5. Identify the Documentary Evidence. Providers need to locate all relevant documentary evidence – records, email, and letter correspondence – that are relevant to the matter in question. Prior to taking any other action, after receiving any form of an inquiry, the provider should immediately take steps to prevent the destruction of documents, emails or other evidence that may be relevant to the inquiry. These steps should include, notifying the provider’s owners, managers, staff members and anyone with control of, or access to, relevant evidence that destruction of documents is strictly prohibited. In addition, all relevant parties should be notified that any document disposal done in the normal course of business should be suspended. Not only do the rules of evidence allow for an inference that unknown content of destroyed evidence is unfavorable to the spoiler, destruction or spoliation of evidence is a criminal offense, which carries with it sanctions that can include fines as well as imprisonment. Therefore, even if damning evidence exists, the provider is better off attempting to mitigate the impact of the evidence than it is defending a destruction of evidence allegation on top of a substantive investigation.
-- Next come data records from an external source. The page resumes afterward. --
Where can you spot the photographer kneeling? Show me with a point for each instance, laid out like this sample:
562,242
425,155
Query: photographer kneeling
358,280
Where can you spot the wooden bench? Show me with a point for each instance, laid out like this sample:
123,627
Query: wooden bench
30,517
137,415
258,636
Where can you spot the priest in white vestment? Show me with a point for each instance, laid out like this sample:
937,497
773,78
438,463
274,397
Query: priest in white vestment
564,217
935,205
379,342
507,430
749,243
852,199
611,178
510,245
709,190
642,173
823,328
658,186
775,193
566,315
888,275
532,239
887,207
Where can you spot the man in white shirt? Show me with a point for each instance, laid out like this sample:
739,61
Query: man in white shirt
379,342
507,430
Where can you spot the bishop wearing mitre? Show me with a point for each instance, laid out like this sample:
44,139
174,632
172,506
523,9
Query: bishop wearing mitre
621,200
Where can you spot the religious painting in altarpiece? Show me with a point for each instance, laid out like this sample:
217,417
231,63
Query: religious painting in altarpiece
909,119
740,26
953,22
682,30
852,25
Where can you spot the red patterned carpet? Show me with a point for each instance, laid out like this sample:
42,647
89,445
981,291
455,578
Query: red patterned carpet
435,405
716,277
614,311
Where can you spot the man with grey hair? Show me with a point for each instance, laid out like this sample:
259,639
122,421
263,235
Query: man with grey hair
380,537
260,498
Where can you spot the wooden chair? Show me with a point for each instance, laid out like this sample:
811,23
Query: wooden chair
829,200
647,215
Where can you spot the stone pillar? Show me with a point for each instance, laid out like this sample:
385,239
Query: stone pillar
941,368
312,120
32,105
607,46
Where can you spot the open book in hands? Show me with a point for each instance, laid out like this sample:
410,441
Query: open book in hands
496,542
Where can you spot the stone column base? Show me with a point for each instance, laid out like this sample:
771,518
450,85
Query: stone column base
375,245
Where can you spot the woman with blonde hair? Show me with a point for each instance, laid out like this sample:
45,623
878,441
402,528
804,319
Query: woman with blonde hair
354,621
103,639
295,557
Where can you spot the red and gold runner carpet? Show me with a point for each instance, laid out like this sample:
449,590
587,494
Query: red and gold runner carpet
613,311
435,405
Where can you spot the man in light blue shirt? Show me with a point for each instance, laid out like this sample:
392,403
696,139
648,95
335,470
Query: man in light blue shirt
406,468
6. Protect the Attorney-Client Privilege. The attorney-client privilege doctrine generally provides protection for communications directly between a client and its attorney. The purpose of the privilege is to encourage the full and frank communication between attorney and client, as well as to facilitate the administration of justice. In practice this means that the client usually cannot be required to disclose oral or written communications provided by his or her attorney. Similarly, the attorney usually can not be required to disclose any oral or written communication received from his or her client. It should be noted, the privilege does not apply just because a client gives a document to his or her attorney. Rather, for communication to be protected, it must be made as part of a professional consultation. Therefore, under most circumstances, when responding to a subpoena or similar request for information, the provider is not required to turn over advice given by an attorney relating to the suspected activity. While the attorney-client privilege is broad, a provider must be careful not to inadvertently waive this privilege. The privilege can be waived if the protected communications are overheard by or disclosed to a third party. It is essential to determine the target of the inquiry, i.e. the client, so as to protect the privilege. A corporation can be considered a “client” within the meaning of the privilege, and thus the statements of any corporate officer or employee made to the attorney would be protected, if such individual was directed by the corporation to make such statements. If, however, an investigation is directed at a smaller part of the provider’s organization, for example, the compliance committee, and that committee hires an attorney, then the committee is the client for purposes of the privilege. In such an instance, it is important to ensure that any information shared amongst members of the organization doesn’t waive the privilege. If the compliance committee is the “client” and the attorney’s advice is also given to the board of directors, the privilege could be waived.